El récord previo, establecido en 2023 por el suizo Markus Frei, se situaba en torno a los 35 días. Woods lo redujo en casi seis días completos, lo que en términos de ultradistancia no es una mejora marginal, es un salto de categoría. La comunidad del trail running internacional tardó apenas horas en reaccionar: el nombre de Sophie Woods empezó a circular en foros, podcasts y redes con la urgencia de quien acaba de ver algo que no se olvida fácilmente.
Lo que hace aún más notable este logro es el contexto. La Via Alpina no es una ruta que te perdone errores de planificación, errores de juicio ni días malos. Exige todo lo que tienes, y luego te pide más.
Una ruta que atraviesa ocho países y no da tregua
La Via Alpina conecta Mónaco con Trieste a lo largo de 1.242 millas de senderos, crestas y pasos de montaña que atraviesan ocho países alpinos: Mónaco, Francia, Suiza, Liechtenstein, Austria, Alemania, Eslovenia e Italia. Fue diseñada originalmente como una ruta de senderismo de alta montaña para completarse en varios meses. Woods la corrió en menos de un mes.
El terreno cambia constantemente. Hay días de bosque denso y senderos bien marcados, y hay días de glaciar, roca suelta y niebla cerrada. Los pasos de alta montaña en los Alpes centrales pueden superar los 3.000 metros, y el clima en estas altitudes en cualquier época del año es impredecible. Durante la travesía de Woods, su equipo registró tormentas eléctricas en los Alpes suizos, nieve tardía en Austria y calor extremo en el tramo esloveno.
El desnivel acumulado de la ruta equivale a escalar el Everest desde el nivel del mar unas doce veces. No es una metáfora de marketing. Es el número que sale cuando sumas cada subida y cada bajada a lo largo de toda la ruta. Para ponerlo en perspectiva: un corredor de montaña de élite puede acumular entre 4.000 y 6.000 metros de desnivel en una carrera larga. Woods acumuló ese volumen, repetido docenas de veces, durante casi un mes seguido.
Cómo se sostiene el cuerpo humano durante 29 días en movimiento
La pregunta que más se repite cuando se habla de FKTs en ultradistancia es siempre la misma: ¿cómo aguanta el cuerpo?
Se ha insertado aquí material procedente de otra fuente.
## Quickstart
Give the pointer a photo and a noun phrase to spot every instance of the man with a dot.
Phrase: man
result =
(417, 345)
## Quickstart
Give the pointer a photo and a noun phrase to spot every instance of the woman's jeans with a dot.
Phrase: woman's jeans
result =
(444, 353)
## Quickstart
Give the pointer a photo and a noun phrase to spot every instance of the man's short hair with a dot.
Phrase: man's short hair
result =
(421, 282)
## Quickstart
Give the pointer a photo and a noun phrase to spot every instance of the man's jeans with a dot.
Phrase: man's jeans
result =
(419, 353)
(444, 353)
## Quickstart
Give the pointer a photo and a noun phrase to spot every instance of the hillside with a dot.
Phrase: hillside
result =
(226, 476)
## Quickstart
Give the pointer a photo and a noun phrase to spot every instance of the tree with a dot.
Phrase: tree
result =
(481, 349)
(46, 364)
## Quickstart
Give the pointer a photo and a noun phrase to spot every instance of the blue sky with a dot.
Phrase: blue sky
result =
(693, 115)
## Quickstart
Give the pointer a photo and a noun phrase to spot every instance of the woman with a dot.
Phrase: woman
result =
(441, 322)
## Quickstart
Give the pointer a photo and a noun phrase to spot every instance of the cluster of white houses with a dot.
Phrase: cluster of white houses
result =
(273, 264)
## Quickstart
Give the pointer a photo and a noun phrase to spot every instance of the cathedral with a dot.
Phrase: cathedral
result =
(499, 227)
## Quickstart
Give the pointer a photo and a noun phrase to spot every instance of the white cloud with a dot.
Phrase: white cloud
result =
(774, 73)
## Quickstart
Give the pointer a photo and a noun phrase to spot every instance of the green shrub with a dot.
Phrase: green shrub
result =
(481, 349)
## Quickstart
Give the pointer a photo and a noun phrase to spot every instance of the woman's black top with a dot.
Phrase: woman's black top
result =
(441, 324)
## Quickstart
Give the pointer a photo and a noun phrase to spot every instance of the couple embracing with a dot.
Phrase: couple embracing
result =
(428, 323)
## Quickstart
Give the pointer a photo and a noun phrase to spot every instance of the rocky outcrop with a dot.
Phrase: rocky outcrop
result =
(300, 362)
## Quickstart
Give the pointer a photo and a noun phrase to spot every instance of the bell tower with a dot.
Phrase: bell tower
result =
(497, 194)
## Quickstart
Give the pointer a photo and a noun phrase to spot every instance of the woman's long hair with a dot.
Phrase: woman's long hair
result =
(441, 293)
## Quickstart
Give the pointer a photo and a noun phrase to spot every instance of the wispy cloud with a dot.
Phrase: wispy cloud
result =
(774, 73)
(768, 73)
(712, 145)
En el caso de Woods, la respuesta está en los números diarios. Durante todo el intento, mantuvo entre 14 y 18 horas de tiempo en movimiento cada día, con períodos de descanso que raramente superaban las seis horas. No hay mucho margen para la recuperación cuando el reloj no para.
Su equipo de apoyo, compuesto por tres personas que rotaban en furgoneta a lo largo de la ruta, gestionaba la logística de nutrición, cambio de equipamiento y control médico. La estrategia calórica era agresiva: se estima que Woods consumía entre 8.000 y 10.000 kilocalorías diarias, combinando alimentos sólidos, geles y bebidas de recuperación en cada parada. El sueño era funcional, no reparador. Dormía cuando el cuerpo no podía más, se levantaba cuando el reloj lo decía.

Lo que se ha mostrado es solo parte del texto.